While the public debate on guns has slowed significantly in the last couple of months, the truth is that feelings haven’t really changed all that much. While anti-gun lawmakers are being a bit quieter on their desire to infringe on our Second Amendment rights, no one is delusional enough to believe they’re not going to take another swing at it anytime soon.
Yet a recent study is apparently seeking to give anti-gunners an edge. The study looked at, among other things, why some people have guns. The primary driver? Self-defense.
That’s not really surprising, really. Hunting, as a pastime, has seemingly been on the decline in recent years and while other shooting sports are popular, they’re not enough to account for the hundreds of millions of firearms currently in civilian hands.
So what did the study have to say about that?
“These findings may signal a shift in the underlying drivers of contemporary firearm ownership from participation in hunting and other recreational activities to a perceived need for self-protection, similar to patterns observed on a national level,” according to a statement from BMJ. “And [they] suggest that efforts aimed at reducing firearm death and injury may need to address self-protection as a primary driver of ownership, along with misconceptions about the benefits of having a firearm in the home.”

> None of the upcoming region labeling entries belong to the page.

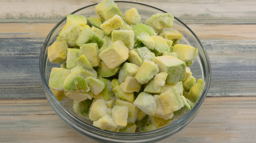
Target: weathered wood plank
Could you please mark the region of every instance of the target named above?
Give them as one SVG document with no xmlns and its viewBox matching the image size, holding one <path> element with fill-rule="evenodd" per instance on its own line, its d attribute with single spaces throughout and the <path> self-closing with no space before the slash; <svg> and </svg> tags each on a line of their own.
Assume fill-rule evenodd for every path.
<svg viewBox="0 0 256 143">
<path fill-rule="evenodd" d="M 55 24 L 0 23 L 0 98 L 45 98 L 39 59 Z M 189 24 L 209 55 L 208 96 L 255 95 L 256 25 Z"/>
<path fill-rule="evenodd" d="M 254 142 L 256 97 L 208 97 L 187 127 L 159 143 Z M 1 142 L 96 143 L 64 123 L 45 99 L 0 100 Z"/>
<path fill-rule="evenodd" d="M 57 22 L 77 9 L 101 1 L 1 1 L 0 22 Z M 126 1 L 162 9 L 186 24 L 256 23 L 256 1 L 253 0 Z"/>
</svg>

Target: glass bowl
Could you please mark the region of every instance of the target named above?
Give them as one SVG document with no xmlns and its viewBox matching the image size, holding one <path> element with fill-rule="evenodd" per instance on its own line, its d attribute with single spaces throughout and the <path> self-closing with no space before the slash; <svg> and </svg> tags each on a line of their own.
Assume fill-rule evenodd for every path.
<svg viewBox="0 0 256 143">
<path fill-rule="evenodd" d="M 144 22 L 152 15 L 157 13 L 166 13 L 157 8 L 139 3 L 115 2 L 123 14 L 126 10 L 136 8 L 141 20 Z M 79 9 L 72 14 L 83 15 L 86 17 L 97 17 L 95 8 L 97 4 Z M 169 11 L 171 13 L 171 11 Z M 73 108 L 73 101 L 69 98 L 59 102 L 49 89 L 48 80 L 52 67 L 59 67 L 59 64 L 52 63 L 47 57 L 47 47 L 56 40 L 59 33 L 65 24 L 66 18 L 55 26 L 47 36 L 42 48 L 39 66 L 44 90 L 46 98 L 56 114 L 67 124 L 81 134 L 102 142 L 154 142 L 172 135 L 187 125 L 195 117 L 202 106 L 209 88 L 211 68 L 207 54 L 200 40 L 194 33 L 185 24 L 175 17 L 172 29 L 182 35 L 179 43 L 187 44 L 198 49 L 199 54 L 190 67 L 193 76 L 197 79 L 204 80 L 206 85 L 203 94 L 194 107 L 179 119 L 173 120 L 170 124 L 153 131 L 133 133 L 122 133 L 102 130 L 92 125 L 92 122 L 81 117 L 75 113 Z"/>
</svg>

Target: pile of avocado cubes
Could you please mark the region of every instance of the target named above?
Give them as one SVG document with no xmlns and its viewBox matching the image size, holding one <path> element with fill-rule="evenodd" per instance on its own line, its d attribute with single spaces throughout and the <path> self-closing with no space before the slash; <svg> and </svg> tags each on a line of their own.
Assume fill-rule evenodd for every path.
<svg viewBox="0 0 256 143">
<path fill-rule="evenodd" d="M 136 8 L 122 13 L 113 0 L 95 7 L 98 18 L 67 16 L 48 48 L 49 87 L 59 101 L 74 100 L 77 114 L 102 130 L 145 132 L 169 124 L 194 106 L 205 83 L 188 67 L 198 50 L 179 44 L 174 17 L 145 23 Z"/>
</svg>

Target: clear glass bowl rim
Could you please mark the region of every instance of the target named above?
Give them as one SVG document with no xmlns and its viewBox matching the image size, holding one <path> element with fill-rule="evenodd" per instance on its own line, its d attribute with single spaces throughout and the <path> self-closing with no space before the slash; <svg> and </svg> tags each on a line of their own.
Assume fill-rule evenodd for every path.
<svg viewBox="0 0 256 143">
<path fill-rule="evenodd" d="M 157 9 L 164 13 L 167 12 L 154 7 L 138 3 L 123 1 L 115 1 L 115 2 L 117 4 L 123 3 L 139 5 Z M 87 8 L 94 6 L 97 4 L 95 4 L 84 7 L 71 14 L 76 13 Z M 204 89 L 198 101 L 188 113 L 176 122 L 159 129 L 144 132 L 127 133 L 100 130 L 91 125 L 83 122 L 69 113 L 59 103 L 50 89 L 45 76 L 45 65 L 43 64 L 44 55 L 43 54 L 45 54 L 45 52 L 47 48 L 46 46 L 48 42 L 56 29 L 66 20 L 65 17 L 55 25 L 47 36 L 42 46 L 39 59 L 39 68 L 44 90 L 48 102 L 56 114 L 67 124 L 78 132 L 87 137 L 103 142 L 105 141 L 111 141 L 111 142 L 153 142 L 168 137 L 184 128 L 195 117 L 203 105 L 209 87 L 211 70 L 208 55 L 199 38 L 185 24 L 175 17 L 174 18 L 187 28 L 195 38 L 203 51 L 203 56 L 205 58 L 204 60 L 205 60 L 204 61 L 205 63 L 204 66 L 205 66 L 204 70 L 206 73 Z"/>
</svg>

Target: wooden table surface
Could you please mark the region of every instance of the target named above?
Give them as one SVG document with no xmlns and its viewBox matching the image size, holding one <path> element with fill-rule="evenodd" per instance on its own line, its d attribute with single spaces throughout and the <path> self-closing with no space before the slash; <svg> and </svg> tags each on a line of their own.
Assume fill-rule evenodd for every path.
<svg viewBox="0 0 256 143">
<path fill-rule="evenodd" d="M 0 142 L 96 142 L 55 114 L 45 98 L 39 63 L 43 42 L 56 23 L 100 1 L 0 0 Z M 210 89 L 198 115 L 158 142 L 256 142 L 256 1 L 136 2 L 187 24 L 211 65 Z"/>
</svg>

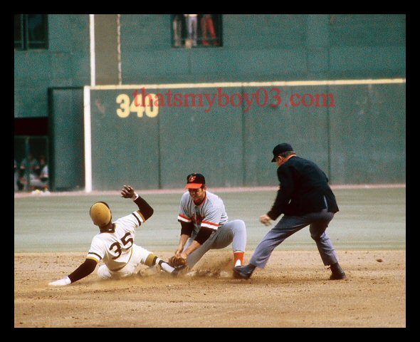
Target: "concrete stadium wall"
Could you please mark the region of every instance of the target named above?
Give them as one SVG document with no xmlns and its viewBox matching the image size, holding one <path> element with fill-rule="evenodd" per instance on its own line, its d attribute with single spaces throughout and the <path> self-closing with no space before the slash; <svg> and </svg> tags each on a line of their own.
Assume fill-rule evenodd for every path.
<svg viewBox="0 0 420 342">
<path fill-rule="evenodd" d="M 122 14 L 120 75 L 118 36 L 110 33 L 117 28 L 117 15 L 95 17 L 98 85 L 116 84 L 119 77 L 122 84 L 405 78 L 405 15 L 224 14 L 223 46 L 188 49 L 172 47 L 169 14 Z M 90 84 L 89 16 L 50 14 L 48 22 L 48 50 L 15 51 L 14 117 L 49 117 L 63 125 L 53 126 L 58 134 L 77 127 L 80 113 L 58 110 L 54 121 L 48 89 Z M 230 95 L 251 90 L 229 89 Z M 117 126 L 114 119 L 102 123 L 107 140 L 95 146 L 93 185 L 115 189 L 128 177 L 141 187 L 174 187 L 197 164 L 211 170 L 206 173 L 214 186 L 273 185 L 273 165 L 266 161 L 281 141 L 317 162 L 336 184 L 405 182 L 405 84 L 324 86 L 316 92 L 334 93 L 340 105 L 218 107 L 207 113 L 171 108 L 123 130 L 116 128 L 121 120 Z M 100 101 L 108 103 L 103 95 L 98 94 L 99 107 Z M 137 122 L 131 115 L 125 120 Z M 70 135 L 68 142 L 75 136 Z M 73 150 L 65 150 L 68 143 L 61 140 L 55 146 L 63 149 L 53 148 L 57 155 L 50 160 L 61 165 L 61 156 Z M 56 178 L 63 188 L 80 186 L 83 165 L 75 164 L 67 183 Z M 132 167 L 122 172 L 121 165 Z"/>
</svg>

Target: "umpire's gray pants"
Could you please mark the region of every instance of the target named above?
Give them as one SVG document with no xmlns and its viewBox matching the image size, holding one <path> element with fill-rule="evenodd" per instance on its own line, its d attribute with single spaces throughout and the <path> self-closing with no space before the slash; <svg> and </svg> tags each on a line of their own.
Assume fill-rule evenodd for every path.
<svg viewBox="0 0 420 342">
<path fill-rule="evenodd" d="M 184 250 L 187 249 L 195 239 L 191 236 Z M 187 264 L 189 269 L 192 269 L 201 256 L 209 249 L 221 249 L 232 244 L 233 252 L 245 252 L 246 247 L 246 228 L 245 222 L 241 219 L 233 219 L 219 227 L 216 232 L 213 232 L 205 242 L 187 257 Z"/>
<path fill-rule="evenodd" d="M 331 240 L 325 233 L 328 224 L 334 217 L 334 213 L 327 212 L 311 212 L 303 216 L 283 216 L 277 224 L 268 232 L 258 244 L 249 264 L 263 269 L 273 252 L 285 239 L 302 228 L 309 226 L 310 237 L 317 247 L 324 265 L 328 266 L 338 261 Z"/>
</svg>

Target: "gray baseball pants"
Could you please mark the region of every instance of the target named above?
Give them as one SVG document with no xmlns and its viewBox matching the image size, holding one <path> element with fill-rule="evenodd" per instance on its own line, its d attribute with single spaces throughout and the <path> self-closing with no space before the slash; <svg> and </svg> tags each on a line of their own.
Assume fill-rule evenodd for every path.
<svg viewBox="0 0 420 342">
<path fill-rule="evenodd" d="M 317 244 L 317 247 L 324 265 L 328 266 L 338 261 L 331 240 L 325 229 L 334 217 L 334 213 L 327 212 L 311 212 L 303 216 L 283 216 L 275 226 L 268 232 L 254 251 L 249 264 L 263 269 L 273 250 L 302 228 L 309 225 L 309 232 Z"/>
<path fill-rule="evenodd" d="M 191 236 L 184 247 L 185 250 L 195 239 Z M 216 232 L 211 233 L 209 239 L 199 248 L 187 257 L 187 263 L 192 269 L 200 259 L 210 249 L 221 249 L 232 244 L 232 249 L 245 252 L 246 247 L 246 228 L 245 222 L 241 219 L 234 219 L 219 227 Z"/>
</svg>

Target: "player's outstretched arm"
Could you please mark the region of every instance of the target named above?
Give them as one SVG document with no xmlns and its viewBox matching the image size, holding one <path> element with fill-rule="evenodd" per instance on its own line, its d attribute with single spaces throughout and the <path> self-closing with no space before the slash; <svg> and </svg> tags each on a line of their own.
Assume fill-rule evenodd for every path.
<svg viewBox="0 0 420 342">
<path fill-rule="evenodd" d="M 97 264 L 98 262 L 96 260 L 86 259 L 85 262 L 79 266 L 71 274 L 69 274 L 61 279 L 56 280 L 56 281 L 51 281 L 48 285 L 52 286 L 63 286 L 74 283 L 82 278 L 88 276 L 95 271 Z"/>
<path fill-rule="evenodd" d="M 124 185 L 122 189 L 121 189 L 121 197 L 124 198 L 131 198 L 134 202 L 137 204 L 139 210 L 142 213 L 142 216 L 145 218 L 145 221 L 153 214 L 153 208 L 135 192 L 132 187 L 130 185 Z"/>
</svg>

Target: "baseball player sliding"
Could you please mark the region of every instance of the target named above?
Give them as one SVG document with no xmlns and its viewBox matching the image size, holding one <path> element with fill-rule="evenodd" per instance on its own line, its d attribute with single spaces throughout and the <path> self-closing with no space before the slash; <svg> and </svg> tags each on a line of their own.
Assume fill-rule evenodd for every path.
<svg viewBox="0 0 420 342">
<path fill-rule="evenodd" d="M 139 264 L 149 267 L 159 265 L 172 275 L 177 274 L 178 271 L 167 262 L 134 243 L 135 229 L 153 214 L 153 209 L 130 185 L 122 187 L 121 197 L 131 198 L 139 209 L 112 222 L 111 210 L 105 202 L 93 204 L 90 214 L 93 224 L 99 227 L 99 233 L 92 239 L 85 262 L 68 276 L 48 285 L 74 283 L 90 274 L 100 260 L 105 264 L 98 269 L 98 275 L 103 279 L 130 276 L 135 273 Z"/>
<path fill-rule="evenodd" d="M 209 249 L 219 249 L 232 244 L 235 266 L 241 266 L 246 245 L 243 221 L 228 221 L 223 201 L 206 191 L 203 175 L 189 175 L 185 189 L 188 192 L 181 198 L 178 214 L 181 237 L 169 263 L 186 264 L 187 269 L 191 269 Z"/>
</svg>

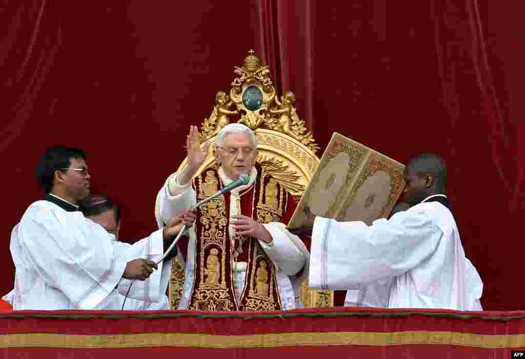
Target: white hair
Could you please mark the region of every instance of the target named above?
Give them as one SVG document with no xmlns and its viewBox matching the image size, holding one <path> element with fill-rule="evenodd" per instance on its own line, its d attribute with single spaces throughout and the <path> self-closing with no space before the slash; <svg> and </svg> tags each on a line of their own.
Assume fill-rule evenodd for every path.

First thing first, let’s understand that the average gun buyer–the guy who lawfully purchases a firearm for self-defense–isn’t the one killing people. Those gun-deaths are the result of criminal activity more times than not. While there are exceptions, the lion’s share of those so-called “gun deaths” aren’t from lawfully purchased and owned firearms. Black market guns are a thing, after all.
Further, studies that suggest having a gun in the house makes one more likely to be killed failed to partition out the average citizen from the career criminal. Bad guys live lifestyles that lend themselves toward early deaths, after all, and shouldn’t be included with lawful gun owners who live quite different lifestyles. As such, claims that having a gun somehow makes you more likely to die from a gunshot are quite wrong.
Additionally, the statement suggests that those who own a firearm for self-defense are doing so out of some perceived need rather than an actual need. However with somewhere around 2.5 million people using a firearm for self-defense every year–that’s also per the CDC, by the way–that need seems pretty damn “actual” to me.
In fact, that number far outstrips the number of times a firearm is used to take a life.
Further, Giffords argues that someone is shot–not necessarily killed, mind you, but struck with a bullet–100,000 times per year, in addition to the 36,000 or so that are murdered or take their own life with a gun. That’s still far, far less than the total defensive gun uses in this country. Giffords claims its numbers came from the CDC as well.
Since the same source, the Centers for Disease Control, gives us these numbers, it’s worth looking at. As the above-linked article on the CDC’s defensive gun uses notes, they were trying to hide these numbers. Their own biases meant they didn’t want these numbers in the wild. That means, if anything, their biases mean they likely overstated the number of people shot if anything.
It seems to me that the numbers make it quite clear. Guns really do save lives, and it really doesn’t matter what the authors of studies try to say about that.